In 33 years, Tarbutton amassed a 654-263-2 record at Baskin High School, including an incredible five-year stretch beginning I 1947 when the girls won a national record 218 successive games. They didn’t lose until Jan. 7 1953, when Franklin Parish rival Winnsboro rose to the occasion before a packed house to beat Rams, 33-27.

Tarbutton’s teams at Baskin won eight consecutive state championships from 1948-1955and nine in all. Her record during that span was a staggering 315-2. Tarbutton’s induction into the Hall of Fame comes 17 years after her retirement from coaching in 1976.

She retired from teaching in 1980. She was one f the 10 original inductees into the Louisiana High School Hall of Fame in 1979 and becomes the sixth member of that group- joining Vida Blue, Gernon Brown, James “Big Fuzzy” Brown, Faize Mahfouz, and Greg Procell- to later earn election to the Louisiana Sports Hall of Fame.

“I think it’s quite an honor,” said Tarbutton, 71, who still lives in Baskin. “It was quite a surprise.”

Not to her players, though.

“You always knew where you stood with her,” said Frances Lyles, who played at Baskin from 1946 until 1950. “She really built up the qualities that are so important in life. She taught us to be ladies.”

During the golden years at Baskin, the Rams were untouchable ladies, posting winning scores like 64-3 against Wisner, 74-2 against Crowville and 59-7 against Mangham.

Droves turned out to see the Lady Rams dominate.

“We had very big crowds,” Tarbutton said. “That little old country town followed us even to the state tournaments, even though the times weren’t quite like they are now.”

Known jokingly as “Tiny” (she’s 5’11), Tarbutton got her start in basketball playing at Ouachita High. She completed two years at Northeast Junior College and then went to Northwestern State in Natchitoches.

Three months after graduating from Northwestern in 1943, Tarbutton accepted the jobs of girls basketball coach and social studies teacher at Baskin High School.

Because of her dual role, players never called her coach, just Miss Tarbutton.

“It was a small school, and I taught them all civics and American history,” she said. “I guess it just carried over into coaching.”

In her first season, the team played only about five games because of World War II and gas rationing. No permanent scorebook or records were kept and there was no state tournament. In her second year, she produced her first state championship team in open competition, setting the tone for successful years to come.

Lyles, whom Tarbutton chose to make the presentation speech at her induction, said that the key to Tarbutton’s success was good, old-fashioned discipline.

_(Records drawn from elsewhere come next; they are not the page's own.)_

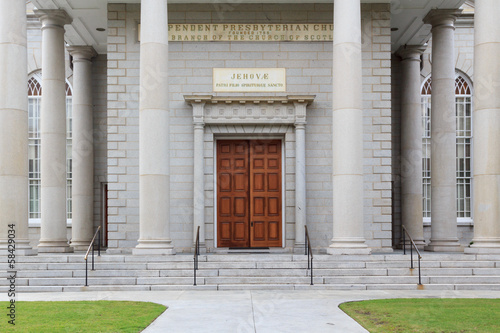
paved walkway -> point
(251, 311)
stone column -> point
(199, 166)
(83, 148)
(486, 128)
(347, 131)
(53, 237)
(154, 169)
(300, 175)
(411, 144)
(13, 127)
(443, 132)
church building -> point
(248, 124)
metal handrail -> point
(308, 253)
(92, 246)
(196, 254)
(411, 252)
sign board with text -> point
(249, 79)
(309, 32)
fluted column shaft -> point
(443, 132)
(486, 115)
(300, 175)
(199, 182)
(347, 131)
(53, 237)
(411, 144)
(13, 127)
(154, 133)
(83, 148)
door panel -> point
(232, 194)
(249, 193)
(265, 193)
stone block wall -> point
(308, 67)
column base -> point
(348, 250)
(484, 246)
(80, 245)
(54, 247)
(203, 248)
(353, 245)
(299, 248)
(23, 247)
(444, 246)
(420, 243)
(154, 247)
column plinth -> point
(411, 145)
(53, 235)
(347, 131)
(83, 148)
(154, 132)
(443, 133)
(486, 116)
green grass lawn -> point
(85, 316)
(426, 315)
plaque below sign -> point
(249, 79)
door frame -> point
(283, 173)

“She was a very dynamic coach and strict,” Lyles said. “We respected that. She built our self-confidence and she motivated us to be the best we could be.”

The era of Baskin’s dominance began with the arrival of eighth-grader Dixie Baskin- a forward who never played in a losing game in her career- a freshman Mildred Ragdale, a 5’10 forward, and Juanita Glass. Others on those championship teams include Patsy Stephens, Lyles, Bobbie Jean Duchense, and Johnnie Merriweather.

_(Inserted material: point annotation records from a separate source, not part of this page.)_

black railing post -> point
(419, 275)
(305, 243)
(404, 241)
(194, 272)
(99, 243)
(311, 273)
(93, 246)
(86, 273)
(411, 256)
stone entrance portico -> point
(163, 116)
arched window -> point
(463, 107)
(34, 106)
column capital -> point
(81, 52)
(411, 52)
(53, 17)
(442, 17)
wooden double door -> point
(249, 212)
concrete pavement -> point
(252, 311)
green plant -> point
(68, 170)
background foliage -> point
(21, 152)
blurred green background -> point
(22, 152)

A stretch at Baskin of Baskin, La., playing basketball for five years, has scored 3,919 of the teams 10,806 points during that time. Opposing teams scored only 4,743.

As girls basketball evolved into today’s full-court, five-on-five game, Tarbutton and the Rams experienced growing pains.

There were lean years in the early 1970s with the 1-19, 1-14, 3-18 and 4-19 records. Tarbutton, somewhat set in her ways, was originally opposed to changes in her sport. She said she never was able to teach the combined guard/forward skills needed for five-on-five.